Gumbsch Thomas, Bock Christian, Moor Michael, Rieck Bastian, Borgwardt Karsten
Department of Biosystems Science and Engineering, ETH Zurich, Basel 4058, Switzerland.
SIB Swiss Institute of Bioinformatics, Lausanne 1015, Switzerland.
Bioinformatics. 2020 Dec 30;36(Suppl_2):i840-i848. doi: 10.1093/bioinformatics/btaa815.
Temporal biomarker discovery in longitudinal data is based on detecting reoccurring trajectories, the so-called shapelets. The search for shapelets requires considering all subsequences in the data. While the accompanying issue of multiple testing has been mitigated in previous work, the redundancy and overlap of the detected shapelets results in an a priori unbounded number of highly similar and structurally meaningless shapelets. As a consequence, current temporal biomarker discovery methods are impractical and underpowered.
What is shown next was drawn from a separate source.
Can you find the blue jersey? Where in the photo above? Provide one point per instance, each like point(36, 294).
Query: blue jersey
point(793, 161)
We find that the pre- or post-processing of shapelets does not sufficiently increase the power and practical utility. Consequently, we present a novel method for temporal biomarker discovery: Statistically Significant Submodular Subset Shapelet Mining (S5M) that retrieves short subsequences that are (i) occurring in the data, (ii) are statistically significantly associated with the phenotype and (iii) are of manageable quantity while maximizing structural diversity. Structural diversity is achieved by pruning non-representative shapelets via submodular optimization. This increases the statistical power and utility of S5M compared to state-of-the-art approaches on simulated and real-world datasets. For patients admitted to the intensive care unit (ICU) showing signs of severe organ failure, we find temporal patterns in the sequential organ failure assessment score that are associated with in-ICU mortality.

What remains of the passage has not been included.